Lächelnd und mit Tränen in den Augen gab Hope zu: „Ja. Wir haben versucht, uns dagegen zu wehren, denn wir waren beide verheiratet und hatten Kinder. Er blieb eine Woche bei uns, und als er nach Italien zurückkehrte, war ich schwanger. Dass es für uns keine gemeinsame Zukunft geben konnte, war uns klar. Dass er meinetwegen seine Familie verließ, wäre für mich nie infrage gekommen. Wir hatten eine einzige wunderschöne Woche, die ich nie vergessen werde – und ich habe den Sohn, der mich immer an diese schöne Zeit erinnert.“
„Francesco, nicht wahr?“
„Ja. Mein erster Mann glaubte zunächst, es sei sein Kind. Als er eines Tages die Wahrheit zufällig herausfand, hat er mich mit Francesco hinausgeworfen. Luke durfte ich behalten, aber Primo musste bei ihm bleiben.

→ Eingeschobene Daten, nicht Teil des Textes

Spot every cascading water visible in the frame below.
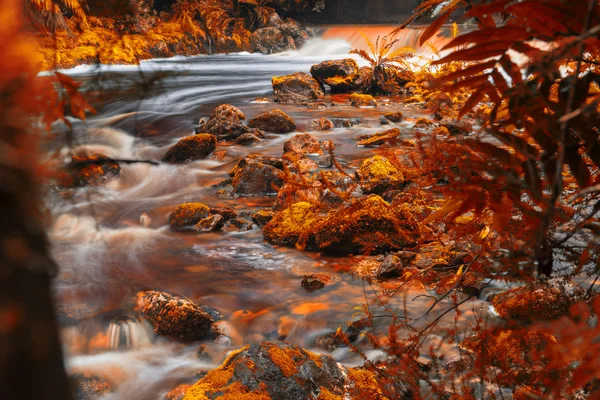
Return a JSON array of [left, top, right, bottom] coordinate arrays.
[[48, 27, 496, 400], [107, 317, 150, 350]]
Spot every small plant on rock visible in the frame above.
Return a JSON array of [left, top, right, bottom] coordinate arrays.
[[350, 32, 414, 94]]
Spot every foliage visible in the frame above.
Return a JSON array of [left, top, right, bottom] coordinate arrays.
[[350, 32, 414, 94]]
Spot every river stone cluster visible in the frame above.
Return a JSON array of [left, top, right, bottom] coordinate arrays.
[[185, 342, 398, 400]]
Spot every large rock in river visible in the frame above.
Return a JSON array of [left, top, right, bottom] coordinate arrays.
[[169, 203, 210, 231], [203, 104, 252, 140], [263, 201, 319, 246], [310, 58, 358, 93], [356, 156, 404, 193], [271, 72, 323, 103], [162, 133, 217, 163], [248, 110, 296, 133], [300, 195, 419, 254], [231, 157, 284, 196], [137, 291, 214, 342], [65, 153, 121, 187], [185, 342, 402, 400]]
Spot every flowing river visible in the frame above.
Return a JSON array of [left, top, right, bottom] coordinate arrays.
[[48, 29, 487, 399]]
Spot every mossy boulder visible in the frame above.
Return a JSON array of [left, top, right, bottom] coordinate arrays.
[[162, 133, 217, 164], [492, 278, 585, 322], [69, 374, 111, 400], [355, 128, 400, 147], [271, 72, 323, 104], [136, 290, 214, 342], [300, 195, 419, 254], [203, 104, 261, 140], [263, 201, 319, 246], [248, 110, 296, 133], [65, 153, 121, 187], [310, 58, 358, 93], [350, 93, 377, 108], [231, 158, 284, 196], [383, 111, 404, 123], [283, 133, 323, 157], [310, 118, 334, 131], [185, 341, 387, 400], [356, 156, 404, 193], [169, 203, 210, 231]]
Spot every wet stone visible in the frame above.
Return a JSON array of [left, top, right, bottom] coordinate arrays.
[[194, 214, 225, 232], [161, 133, 217, 164], [310, 118, 333, 131], [222, 218, 254, 232], [69, 374, 111, 400], [65, 153, 121, 187], [136, 291, 213, 342], [252, 210, 275, 227], [271, 72, 323, 103], [350, 93, 377, 108], [301, 272, 333, 292], [169, 203, 210, 231], [248, 110, 296, 133]]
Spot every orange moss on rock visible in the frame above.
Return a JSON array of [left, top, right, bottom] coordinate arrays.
[[348, 368, 387, 400], [356, 156, 404, 193], [492, 279, 584, 322], [350, 93, 377, 108], [180, 342, 385, 400], [299, 195, 420, 254], [263, 201, 319, 246], [169, 203, 210, 230]]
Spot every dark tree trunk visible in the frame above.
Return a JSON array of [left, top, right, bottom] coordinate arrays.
[[0, 1, 71, 400]]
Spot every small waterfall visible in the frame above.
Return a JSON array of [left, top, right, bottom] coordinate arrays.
[[108, 317, 150, 350], [321, 25, 452, 56]]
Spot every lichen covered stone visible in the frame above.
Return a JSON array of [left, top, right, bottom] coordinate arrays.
[[136, 291, 213, 342], [356, 156, 404, 193], [271, 72, 323, 103], [300, 195, 419, 254], [185, 342, 387, 400], [248, 110, 296, 133], [169, 203, 210, 231], [263, 201, 319, 246], [162, 133, 217, 164]]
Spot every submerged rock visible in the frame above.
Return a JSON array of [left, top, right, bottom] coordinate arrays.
[[162, 133, 217, 163], [169, 203, 210, 231], [194, 214, 225, 232], [301, 195, 419, 254], [492, 278, 585, 322], [204, 104, 251, 140], [283, 133, 323, 156], [301, 272, 333, 292], [310, 58, 358, 93], [165, 383, 192, 400], [248, 110, 296, 133], [356, 128, 400, 146], [65, 153, 121, 187], [356, 156, 404, 193], [69, 374, 111, 400], [223, 218, 254, 232], [383, 111, 404, 123], [231, 157, 284, 196], [186, 342, 396, 400], [263, 201, 319, 246], [271, 72, 323, 103], [350, 93, 377, 108], [137, 291, 213, 342], [252, 210, 275, 227], [310, 118, 333, 131]]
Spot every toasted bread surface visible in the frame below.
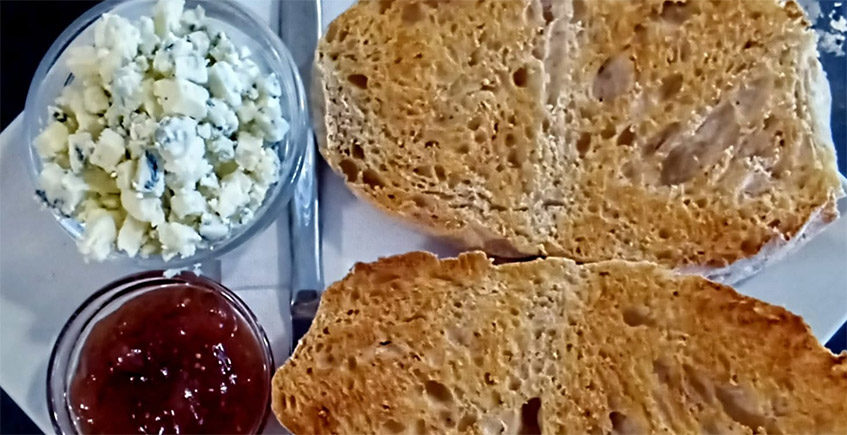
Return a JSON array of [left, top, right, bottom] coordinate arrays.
[[313, 0, 842, 268], [272, 252, 847, 434]]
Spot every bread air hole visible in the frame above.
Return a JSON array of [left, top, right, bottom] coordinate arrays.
[[424, 381, 453, 405], [338, 159, 359, 183], [518, 397, 541, 434], [379, 0, 394, 14], [660, 1, 692, 25], [618, 126, 635, 146], [659, 74, 682, 100], [383, 419, 406, 433], [456, 414, 477, 432], [512, 66, 527, 88], [715, 385, 782, 434], [593, 53, 635, 102], [576, 133, 591, 157], [402, 3, 426, 24], [347, 74, 368, 89], [362, 169, 385, 189], [609, 411, 645, 435], [622, 305, 653, 326]]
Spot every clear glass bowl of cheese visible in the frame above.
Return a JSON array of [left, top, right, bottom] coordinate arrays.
[[23, 0, 308, 268]]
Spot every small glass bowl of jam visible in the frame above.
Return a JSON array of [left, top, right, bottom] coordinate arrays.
[[47, 271, 274, 434]]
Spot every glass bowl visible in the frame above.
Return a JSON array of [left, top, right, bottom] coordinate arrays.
[[23, 0, 308, 269], [47, 270, 275, 434]]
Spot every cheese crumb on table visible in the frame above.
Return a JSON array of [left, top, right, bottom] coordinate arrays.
[[33, 0, 288, 261]]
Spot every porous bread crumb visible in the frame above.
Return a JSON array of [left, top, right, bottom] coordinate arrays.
[[313, 0, 842, 268], [272, 253, 847, 434]]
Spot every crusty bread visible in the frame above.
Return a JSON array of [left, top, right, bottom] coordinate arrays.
[[272, 252, 847, 434], [313, 0, 843, 268]]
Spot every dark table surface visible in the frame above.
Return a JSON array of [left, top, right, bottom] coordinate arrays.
[[0, 0, 847, 434]]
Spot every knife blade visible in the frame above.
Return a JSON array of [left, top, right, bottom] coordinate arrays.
[[279, 0, 324, 351]]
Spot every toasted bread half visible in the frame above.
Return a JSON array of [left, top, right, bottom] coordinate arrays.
[[272, 252, 847, 434], [313, 0, 843, 268]]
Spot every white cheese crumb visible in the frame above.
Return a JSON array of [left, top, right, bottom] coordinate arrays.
[[32, 0, 288, 261]]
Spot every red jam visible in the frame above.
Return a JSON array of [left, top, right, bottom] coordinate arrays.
[[69, 284, 270, 433]]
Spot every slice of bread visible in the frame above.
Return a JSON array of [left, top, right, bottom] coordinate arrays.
[[272, 253, 847, 434], [313, 0, 843, 268]]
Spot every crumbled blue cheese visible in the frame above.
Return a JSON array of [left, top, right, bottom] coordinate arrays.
[[79, 209, 118, 261], [33, 0, 288, 261]]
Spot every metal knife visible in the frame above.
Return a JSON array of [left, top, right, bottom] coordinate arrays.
[[279, 0, 324, 351]]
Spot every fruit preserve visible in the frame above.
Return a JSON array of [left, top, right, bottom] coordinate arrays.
[[67, 274, 270, 433]]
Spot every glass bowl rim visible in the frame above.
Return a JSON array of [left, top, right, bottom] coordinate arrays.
[[46, 270, 276, 434], [22, 0, 309, 269]]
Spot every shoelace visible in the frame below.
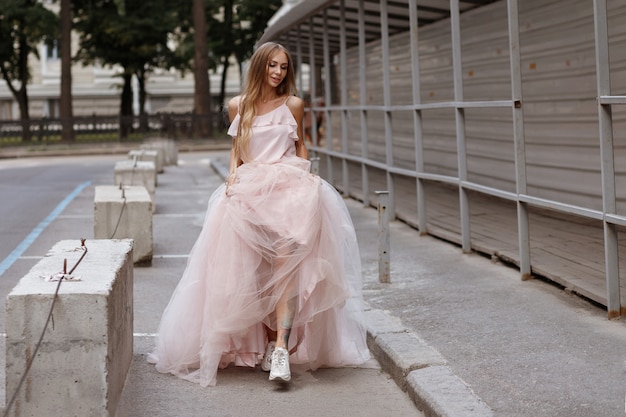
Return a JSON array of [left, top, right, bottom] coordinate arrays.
[[272, 351, 287, 367]]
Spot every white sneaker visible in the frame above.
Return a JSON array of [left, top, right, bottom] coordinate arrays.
[[270, 348, 291, 382], [261, 342, 276, 372]]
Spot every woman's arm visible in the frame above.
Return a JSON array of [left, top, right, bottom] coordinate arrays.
[[226, 96, 241, 186], [287, 96, 309, 159]]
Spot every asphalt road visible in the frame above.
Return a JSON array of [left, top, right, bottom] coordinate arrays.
[[0, 152, 423, 417]]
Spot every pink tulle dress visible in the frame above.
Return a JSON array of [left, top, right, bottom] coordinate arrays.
[[149, 98, 370, 386]]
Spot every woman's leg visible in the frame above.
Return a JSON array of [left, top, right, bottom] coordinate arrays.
[[270, 249, 296, 381]]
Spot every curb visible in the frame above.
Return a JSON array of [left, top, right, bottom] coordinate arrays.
[[365, 310, 493, 417], [0, 139, 232, 160]]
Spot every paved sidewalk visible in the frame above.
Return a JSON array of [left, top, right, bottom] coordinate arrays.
[[211, 154, 626, 417], [4, 146, 626, 417]]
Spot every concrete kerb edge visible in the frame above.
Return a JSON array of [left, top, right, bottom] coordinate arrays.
[[365, 309, 493, 417]]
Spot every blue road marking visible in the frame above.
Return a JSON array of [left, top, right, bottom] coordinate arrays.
[[0, 181, 91, 276]]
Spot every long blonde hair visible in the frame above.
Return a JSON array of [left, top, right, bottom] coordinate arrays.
[[234, 42, 298, 160]]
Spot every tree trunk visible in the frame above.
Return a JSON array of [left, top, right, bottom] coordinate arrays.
[[192, 0, 213, 138], [136, 69, 148, 132], [15, 31, 31, 142], [120, 71, 133, 139], [220, 57, 229, 130], [59, 0, 74, 142]]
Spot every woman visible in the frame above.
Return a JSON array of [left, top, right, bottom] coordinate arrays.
[[150, 43, 369, 386]]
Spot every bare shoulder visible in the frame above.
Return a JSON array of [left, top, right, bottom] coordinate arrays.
[[286, 96, 304, 112], [285, 96, 304, 121], [228, 96, 241, 122]]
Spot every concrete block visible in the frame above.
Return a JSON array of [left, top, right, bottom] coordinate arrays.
[[368, 333, 447, 390], [142, 138, 178, 166], [407, 366, 493, 417], [94, 185, 152, 265], [363, 310, 407, 337], [128, 149, 163, 173], [5, 239, 133, 417], [113, 159, 157, 206]]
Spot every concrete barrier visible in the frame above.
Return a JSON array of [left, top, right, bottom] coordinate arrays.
[[94, 185, 152, 265], [113, 159, 157, 206], [128, 149, 163, 173], [5, 239, 133, 417]]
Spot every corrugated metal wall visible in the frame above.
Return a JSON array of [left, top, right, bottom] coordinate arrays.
[[268, 0, 626, 317], [332, 0, 626, 213]]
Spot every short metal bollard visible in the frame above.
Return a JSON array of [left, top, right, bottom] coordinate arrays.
[[311, 156, 320, 175], [376, 191, 391, 284]]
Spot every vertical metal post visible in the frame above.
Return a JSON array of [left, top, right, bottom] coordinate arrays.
[[309, 17, 319, 148], [339, 0, 350, 195], [376, 191, 391, 283], [322, 9, 335, 184], [507, 0, 531, 280], [358, 0, 370, 207], [593, 0, 626, 318], [296, 26, 304, 94], [409, 0, 428, 235], [380, 0, 396, 218], [450, 0, 472, 253]]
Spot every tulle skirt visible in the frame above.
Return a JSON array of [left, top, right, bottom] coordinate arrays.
[[149, 157, 369, 386]]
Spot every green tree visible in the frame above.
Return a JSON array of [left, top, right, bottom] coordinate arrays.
[[59, 0, 74, 142], [74, 0, 178, 138], [209, 0, 282, 114], [0, 0, 59, 142], [192, 0, 213, 137]]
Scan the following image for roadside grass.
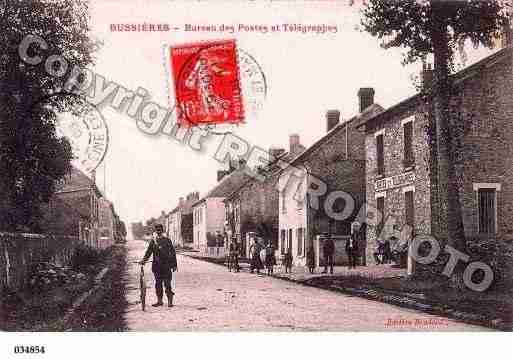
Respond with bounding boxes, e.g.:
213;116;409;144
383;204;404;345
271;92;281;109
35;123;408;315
304;275;513;330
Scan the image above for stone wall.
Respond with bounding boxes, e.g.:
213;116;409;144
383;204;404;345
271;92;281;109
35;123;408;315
0;233;79;297
365;107;431;264
365;49;513;263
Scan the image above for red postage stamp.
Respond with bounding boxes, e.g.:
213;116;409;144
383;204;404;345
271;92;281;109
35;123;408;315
170;40;244;126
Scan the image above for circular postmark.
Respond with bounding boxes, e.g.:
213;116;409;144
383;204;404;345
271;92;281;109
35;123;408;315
0;0;7;23
56;105;109;174
238;49;267;118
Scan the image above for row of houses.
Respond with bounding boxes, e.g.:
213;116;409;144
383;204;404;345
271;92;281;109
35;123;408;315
41;167;126;249
157;44;513;272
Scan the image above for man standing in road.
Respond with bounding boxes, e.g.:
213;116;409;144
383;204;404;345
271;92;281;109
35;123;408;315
322;235;335;274
140;224;177;307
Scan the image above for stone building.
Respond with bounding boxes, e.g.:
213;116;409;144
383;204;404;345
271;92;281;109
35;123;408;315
98;197;116;249
166;192;199;247
192;166;251;256
42;167;102;248
279;88;382;265
360;47;513;263
224;134;305;257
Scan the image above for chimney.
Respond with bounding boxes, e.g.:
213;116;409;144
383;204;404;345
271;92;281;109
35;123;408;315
358;87;374;113
269;147;285;161
326;110;340;132
289;134;301;153
420;63;435;92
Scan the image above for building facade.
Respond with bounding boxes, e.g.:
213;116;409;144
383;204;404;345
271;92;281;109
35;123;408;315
166;192;199;247
42;167;102;248
361;47;513;263
98;197;116;249
279;92;382;265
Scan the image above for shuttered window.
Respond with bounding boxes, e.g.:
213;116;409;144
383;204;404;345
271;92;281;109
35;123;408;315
376;135;385;175
376;197;385;237
478;188;496;234
403;121;414;167
297;228;303;256
404;191;415;228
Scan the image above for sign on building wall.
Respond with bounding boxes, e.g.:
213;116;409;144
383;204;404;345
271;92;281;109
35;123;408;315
374;172;415;192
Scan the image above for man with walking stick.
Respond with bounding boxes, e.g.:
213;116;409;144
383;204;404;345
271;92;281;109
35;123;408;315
140;224;177;307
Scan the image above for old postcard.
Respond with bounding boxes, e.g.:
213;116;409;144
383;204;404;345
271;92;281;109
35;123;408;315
0;0;513;358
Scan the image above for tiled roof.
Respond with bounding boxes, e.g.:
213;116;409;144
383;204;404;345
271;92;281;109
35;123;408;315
358;46;513;127
289;103;383;165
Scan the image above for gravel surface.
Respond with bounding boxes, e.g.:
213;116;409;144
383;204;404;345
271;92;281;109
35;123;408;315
124;241;486;331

Wenig später ist mein Mann gestorben, und Primo kam nach Italien zu den Rinuccis, den Verwandten seiner leiblichen Mutter. Ich habe ihn besucht und so die ganze Familie kennengelernt.“
„Natürlich auch Toni, stimmt’s?“
„O ja. Er war Anfang dreißig und ein wunderbarer Mensch, er strahlte Kraft und Stärke aus, zugleich aber auch etwas sehr Sanftes.“
„Hast du Franco damals wiedergesehen?“, erkundigte sich Celia.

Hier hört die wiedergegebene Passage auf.